Boeing on Monday announced an additional $450 million investment in Wisk Aero, expanding its bet on autonomous, electrified flight. The funding will help to fuel ambitious growth plans at Wisk, which is working to develop a self-flying electric air taxi.
“With this investment, we are reconfirming our belief in Wisk’s business and the importance of their work in pioneering all-electric, AI-driven, autonomous capability for the aerospace industry,” Marc Allen, Boeing’s chief strategy officer, said in a statement. Self-flying aircraft are “key to unlocking scale” in passenger and cargo flight, he added.
Boeing declined to share the size of its previous investment in Wisk, a joint venture of Boeing and Kitty Hawk, which is financed by Larry Page, who co-founded Google. A spokesperson for Wisk, which is based in Mountain View, California, declined to say how much total investment it had received so far but said Boeing had been the company’s largest investor since the joint venture was formed. Wisk employs about 360 people and plans to increase that workforce by about 70% during the next year.

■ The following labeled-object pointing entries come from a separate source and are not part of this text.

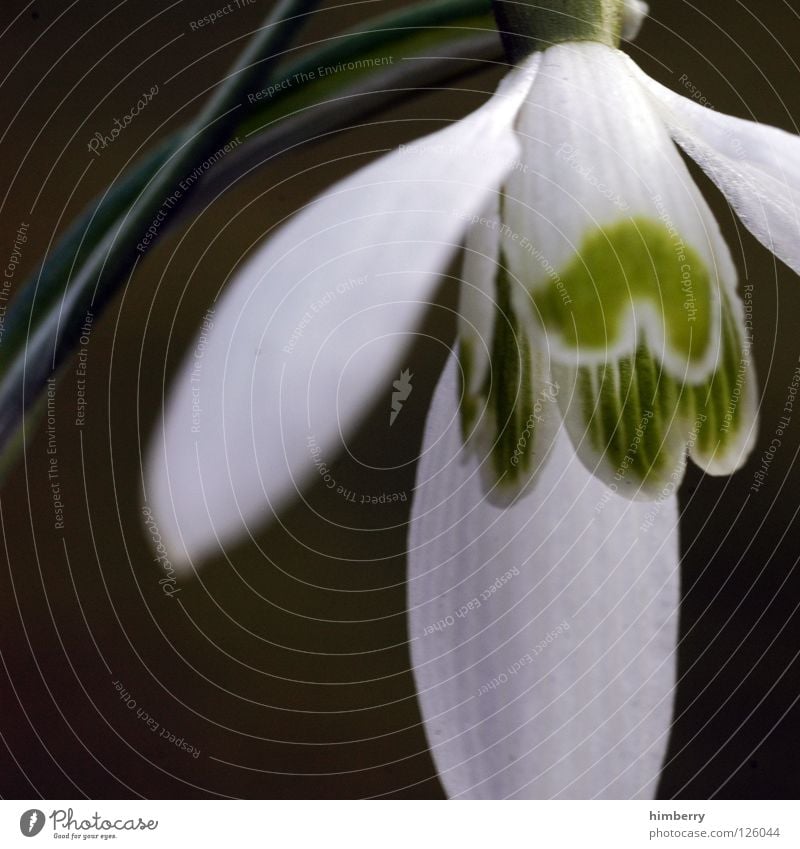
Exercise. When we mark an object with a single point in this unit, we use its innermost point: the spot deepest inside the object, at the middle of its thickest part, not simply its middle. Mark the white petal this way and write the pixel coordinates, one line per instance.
(312, 328)
(477, 305)
(601, 176)
(572, 589)
(756, 167)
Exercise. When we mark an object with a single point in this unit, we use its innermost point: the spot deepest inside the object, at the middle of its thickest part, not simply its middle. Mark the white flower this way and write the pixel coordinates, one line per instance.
(596, 289)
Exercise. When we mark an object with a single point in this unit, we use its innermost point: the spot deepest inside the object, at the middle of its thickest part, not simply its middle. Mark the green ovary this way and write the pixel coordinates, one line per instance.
(588, 304)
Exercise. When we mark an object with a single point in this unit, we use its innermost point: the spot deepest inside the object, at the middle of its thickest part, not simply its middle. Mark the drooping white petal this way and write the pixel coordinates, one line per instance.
(477, 305)
(542, 635)
(634, 13)
(609, 236)
(756, 167)
(312, 328)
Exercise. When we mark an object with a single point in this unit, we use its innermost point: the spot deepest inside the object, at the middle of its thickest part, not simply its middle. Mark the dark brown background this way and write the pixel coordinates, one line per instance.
(291, 672)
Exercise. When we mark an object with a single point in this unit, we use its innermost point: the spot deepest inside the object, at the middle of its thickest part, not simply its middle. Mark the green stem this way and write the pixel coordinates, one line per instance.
(47, 284)
(119, 252)
(526, 26)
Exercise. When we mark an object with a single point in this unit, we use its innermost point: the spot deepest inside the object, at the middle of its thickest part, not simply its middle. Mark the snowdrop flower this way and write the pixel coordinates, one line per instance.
(601, 342)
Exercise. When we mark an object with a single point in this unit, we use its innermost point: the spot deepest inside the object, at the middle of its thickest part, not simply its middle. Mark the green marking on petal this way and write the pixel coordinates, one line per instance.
(512, 387)
(722, 413)
(588, 305)
(641, 420)
(623, 419)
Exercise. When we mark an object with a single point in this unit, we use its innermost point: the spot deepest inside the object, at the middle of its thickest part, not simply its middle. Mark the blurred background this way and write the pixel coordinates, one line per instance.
(284, 670)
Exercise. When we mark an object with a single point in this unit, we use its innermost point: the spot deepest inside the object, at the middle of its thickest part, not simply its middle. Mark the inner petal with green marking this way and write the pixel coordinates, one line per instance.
(631, 282)
(633, 423)
(517, 401)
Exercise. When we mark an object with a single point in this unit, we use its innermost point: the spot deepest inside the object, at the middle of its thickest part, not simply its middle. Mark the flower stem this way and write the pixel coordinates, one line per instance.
(526, 27)
(120, 251)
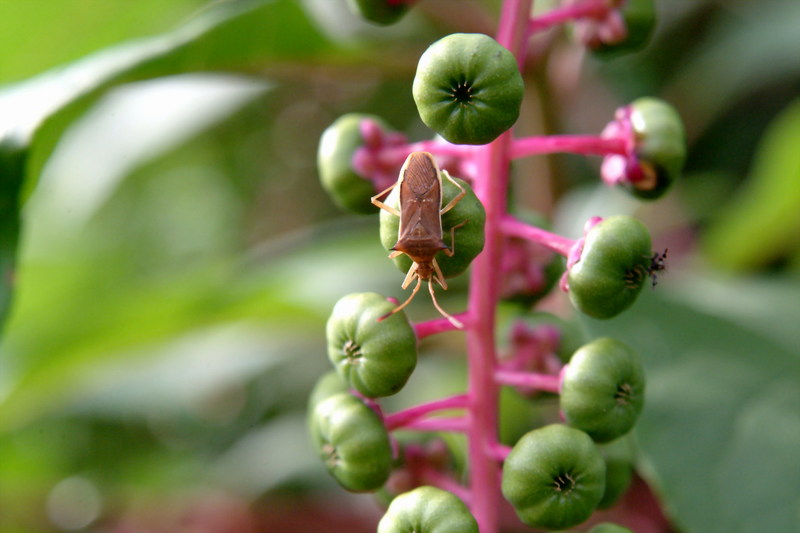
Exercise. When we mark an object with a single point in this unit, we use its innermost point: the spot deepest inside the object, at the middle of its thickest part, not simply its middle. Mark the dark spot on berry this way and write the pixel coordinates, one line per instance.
(462, 93)
(564, 482)
(634, 277)
(623, 394)
(658, 263)
(352, 351)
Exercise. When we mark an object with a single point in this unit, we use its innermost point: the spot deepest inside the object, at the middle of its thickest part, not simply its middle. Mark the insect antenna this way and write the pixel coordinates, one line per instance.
(444, 313)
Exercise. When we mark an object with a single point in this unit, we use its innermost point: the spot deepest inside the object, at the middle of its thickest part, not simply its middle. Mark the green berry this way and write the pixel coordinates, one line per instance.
(468, 88)
(619, 474)
(554, 477)
(469, 237)
(375, 357)
(614, 265)
(640, 21)
(608, 527)
(427, 510)
(329, 384)
(602, 389)
(337, 147)
(382, 12)
(352, 441)
(660, 146)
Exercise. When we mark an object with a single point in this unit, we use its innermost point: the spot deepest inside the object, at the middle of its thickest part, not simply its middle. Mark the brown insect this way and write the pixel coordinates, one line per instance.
(420, 233)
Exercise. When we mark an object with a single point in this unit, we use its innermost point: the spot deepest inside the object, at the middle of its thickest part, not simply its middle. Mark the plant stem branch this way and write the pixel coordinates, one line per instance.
(491, 187)
(566, 13)
(457, 424)
(440, 325)
(516, 228)
(575, 144)
(529, 380)
(406, 416)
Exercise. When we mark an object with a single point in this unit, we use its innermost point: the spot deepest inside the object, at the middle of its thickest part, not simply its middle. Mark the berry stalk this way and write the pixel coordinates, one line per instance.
(491, 187)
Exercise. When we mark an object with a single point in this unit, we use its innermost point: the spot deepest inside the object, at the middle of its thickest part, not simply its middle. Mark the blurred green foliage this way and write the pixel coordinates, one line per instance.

The niche market for electric aircraft that take off like helicopters, fly like planes and can carry a handful of passengers short distances has attracted billions of dollars in investment in recent years, in the hope that the technology could supplement and supplant urban transportation and help airlines to offset their greenhouse gas emissions.
A handful of air taxi startups, including Archer Aviation, Joby Aviation, Lilium and Vertical Aerospace, went public last year and have a combined valuation of about $6 billion today.
American Airlines, a major Boeing customer, invested in Vertical Aerospace and has said it plans to buy up to 250 of that company’s aircraft. United Airlines, another major Boeing customer, invested in Archer and plans to buy up to 200 aircraft from it. Wisk sued Archer last year, accusing it of stealing trade secrets and infringing on its patents.
Wisk is developing its sixth-generation aircraft. If that autonomous vehicle is certified for flight, the company plans a fleet allowing it to carry out millions of annual zero-emission flights in nearly two dozen cities, it said. The Federal Aviation Administration has yet to approve any electric air taxi, autonomous or not, for flight, and experts say it could still be years before such aircraft are ready for public use.